I had complaints about Alfred from the pilot too, but giving it more thought, I can see where Alfred would be irritated with his current situation and grow into the loving Alfred later on.

For one, he is ex-military. He admitted to Gordon he never had kids. He's out of his element. Second, the Waynes gave him explicit orders not to let Bruce undergo any sort of counseling should anything happen to them. Watching his parents die has obviously done something to him mentally.

So, in the space of a couple of weeks, Alfred goes from cushy job cooking and cleaning for a rich couple and their weird son, to being put in a position where he has to CARE for the weird son, who now probably has PTSD.

Like I said, the father role is new to Alfred, and he hasn't raised Bruce since childhood to adapt to the role. He was just thrown into it. He'll probably evolve into the Alfred we all know and love later on.

Edit: From other incarnations, we see and even hear Alfred talk about the friendship he shared with Thomas and Martha Wayne. If he feels doubts about the situation he's in now, with the Waynes dead and Alfred taking on their son, he could possibly be feeling resentment for the Waynes for even putting him in that position, and is transferring that resentment onto young Bruce.
 
I don't think I'm going to tune in next week. The villains are just lame. Penguin is boring and Mooney is annoying. Selina wasn't anything special, and Riddler is just bland. When it comes to the good guys, Gordon is ok, but that's about it. Alfred is probably the second worst written Alfred I've seen (although no one beats Nolan's Alfred as the worst Alfred). This episode just really didn't impress me, and I thought the pilot was just ok, so I think I'll give Gotham a pass. In a few weeks Arrow and Flash will be on, and between those shows and Agents of SHIELD I have more than enough good superhero shows to watch.
 
My real question is what to do next week because I have two shows on at the same time: Gotham and the premiere of Season 8 of Murdoch Mysteries.
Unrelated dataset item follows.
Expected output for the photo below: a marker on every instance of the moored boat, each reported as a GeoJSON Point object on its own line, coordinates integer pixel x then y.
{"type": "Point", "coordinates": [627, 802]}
Gotham I'm just getting accustomed to and I'm curious to see more, but I really like Murdoch Mysteries already.

Hmm...
 
Second, the Waynes gave him explicit orders not to let Bruce undergo any sort of counseling should anything happen to them. Watching his parents die has obviously done something to him mentally.

Actually what I like about this version of Bruce is how he's really very clear-headed, intelligent, and self-aware. His actions may seem crazy to the people around him, but they're actually calculated and rational, and they're motivated not by emotional instability but by his sense that he could've done more to save his parents, his desire to overcome his weaknesses so that he can do more to help others in the future. Yes, he's racked with guilt, but he's coping with it by choosing to make himself as effective as possible at helping others, so that he will never again have to feel he didn't do enough.

And that fits the way I prefer to interpret Batman. He's not anywhere near crazy or unbalanced; he's actually highly rational and competent, and has chosen to devote his existence to the service of others, to turn his tragedy into something positive, selfless, and constructive. And everything he does in service to that cause is calculated and carefully judged, no matter how strange it may seem to those who don't follow his reasoning.


Dina Meyer sufficed. And when she wore a Batgirl costume was perfect. :)

Dina Meyer was awesome as Barbara Gordon -- the best Babs ever aside from Tara Strong, and the best thing about Birds of Prey. The Batgirl costume was just the one from Batman and Robin with a new paint job, and nothing about that film was perfect.

Now, the other best thing about BoP was the late Ian Abercrombie as Alfred. Of course, the ultimate live-action Alfred will always be Alan Napier, but Abercrombie was nearly as good. So far Pertwee isn't even in the running. He needs better material.